The FY 2002 Budget Request for the Graduate Education
(DGE) Subactivity is $95.50 million, an increase of $7.75 million,
or 8.8 percent, over the FY 2001 Current Plan of $87.75 million.
(Millions of Dollars)
|Graduate Student Support
The Graduate Education Subactivity aims to recognize
and support a diverse pool of outstanding individuals in their pursuit
of advanced science, mathematics, engineering, and technology education;
encourage reform of graduate education; and strengthen links between
higher education and K-12 education. These efforts will help strengthen
U.S. education at all levels and help ensure continued U.S. economic
and research preeminence. Individuals are supported through research
and teaching fellowships and traineeships at the graduate level.
The increase of $7.75 million reflects the Foundation's commitment
to increasing graduate stipend levels over time to attract the high
quality students necessary for the nation's future.
Graduate Research Fellowships (GRF) provide support
for the most promising science, mathematics, and engineering students
in the U.S. to develop their knowledge and skills so that they perform
at the forefront of education and research. In FY 2002, priorities
include restoring the number of new awards to 900 (up from 850 in
FY 2001), achieving greater diversity in the applicant and awardee
pools, and continuing to increase support levels to strengthen the
competitiveness and prestige of the program. Since 1952, nearly
36,000 U.S. students have received GRF awards, and many have made
substantial contributions to scientific research and to society.
Funding for this program increases by $3.67 million to $58.75 million.

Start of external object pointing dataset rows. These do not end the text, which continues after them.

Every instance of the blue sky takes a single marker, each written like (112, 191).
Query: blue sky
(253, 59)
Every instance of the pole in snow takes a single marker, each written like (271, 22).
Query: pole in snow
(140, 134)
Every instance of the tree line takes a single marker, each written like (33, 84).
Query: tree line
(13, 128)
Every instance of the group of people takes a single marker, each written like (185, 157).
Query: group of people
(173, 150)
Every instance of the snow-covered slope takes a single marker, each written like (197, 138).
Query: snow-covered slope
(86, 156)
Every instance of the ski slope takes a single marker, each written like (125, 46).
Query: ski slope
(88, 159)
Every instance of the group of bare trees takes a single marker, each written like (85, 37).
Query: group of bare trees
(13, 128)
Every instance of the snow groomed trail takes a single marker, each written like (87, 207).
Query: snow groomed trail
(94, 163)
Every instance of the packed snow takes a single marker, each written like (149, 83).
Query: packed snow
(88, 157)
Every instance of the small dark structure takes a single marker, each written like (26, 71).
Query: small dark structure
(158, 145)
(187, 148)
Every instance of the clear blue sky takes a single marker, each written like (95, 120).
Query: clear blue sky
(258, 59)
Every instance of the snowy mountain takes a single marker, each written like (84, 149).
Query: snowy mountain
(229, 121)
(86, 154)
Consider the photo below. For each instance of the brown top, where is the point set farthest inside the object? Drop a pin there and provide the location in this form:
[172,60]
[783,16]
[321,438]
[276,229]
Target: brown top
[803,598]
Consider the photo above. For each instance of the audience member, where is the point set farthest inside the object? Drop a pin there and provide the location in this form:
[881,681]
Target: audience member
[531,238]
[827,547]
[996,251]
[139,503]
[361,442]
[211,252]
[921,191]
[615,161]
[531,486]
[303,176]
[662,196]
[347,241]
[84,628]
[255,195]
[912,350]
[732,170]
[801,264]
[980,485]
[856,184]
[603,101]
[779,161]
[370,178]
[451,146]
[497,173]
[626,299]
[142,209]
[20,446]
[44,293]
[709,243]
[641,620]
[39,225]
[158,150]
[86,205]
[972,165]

In academic year (AY) 2001-2002, the annual stipend will be increased
by $1,200 to $18,000, and the cost-of-education allowance will be
maintained at $10,500, with approximately 2,400 active Fellows.
This meets NSF's commitments for AY 2001-2002 and maintains progress
toward the planned stipend level of $20,500 for AY 2002-2003.
Graduate Research Fellows report many noteworthy
accomplishments as well as positive effects of the award. In 2000,
17 Fellows reported that they submitted applications for, or were
awarded, patents. For example, Robert Rossi, a Fellow in Chemistry
and Chemical Engineering at the California Institute of Technology,
applied for a patent on a method to modify the surface properties
of silicon for the purposes of natural lithography using a process
that leaves behind no chemical residue. This is used in his research
on converting light into electrical and chemical energy. He took
a one-year leave from his fellowship to improve a laboratory course
in the Chemistry Department, and to prepare curriculum materials
and teach at a local high school.
Graduate Teaching Fellowships in K-12 Education
(GK-12) support graduate and advanced undergraduate SMET students
as content resources for K-12 teachers. This program links the acknowledged
excellence of U.S. graduate education with the critical needs of
the K-12 sector. Graduate Teaching Fellows assist K-12 teachers
in the science and mathematics content of their teaching, demonstrate
key science and mathematics concepts, and gain pedagogical skills
necessary at all education levels. Professional development opportunities
are also provided for the K-12 teachers. In AY 2002-2003, the Graduate
Teaching Fellows' annual stipends will be increased to $20,500.
Approximately 580 graduate and 230 advanced undergraduate students
will be supported. The FY 2002 EHR Request for GK-12 is $22.41 million,
an increase of $2.70 million over the FY 2001 Current Plan.
Fellows from the University of Pennsylvania GK-12
Project (ACCESS Science) assisted West Philadelphia High School
students in engineering and building an electric vehicle. For
the first time in the history of the American Tour de Sol (the
country's largest electric vehicle competition), an inner-city
high school competed successfully, finishing in sixth place in
Integrative Graduate Education and Research Traineeships
(lGERT), an NSF-wide program initiated in FY 1998, promotes
new paradigms in graduate education. Graduate students engage in
a broad array of coursework and research opportunities that cross
disciplinary boundaries; explore career options through internships;
develop skills such as communication, computation, and teamwork;
and engage in international activities. Support for IGERT within
EHR increases by $2.39 million, to $14.34 million in FY 2002. Stipends
for Graduate Trainees will be increased in AY 2002-2003 to $20,500
per year; approximately 1,160 trainees will be supported.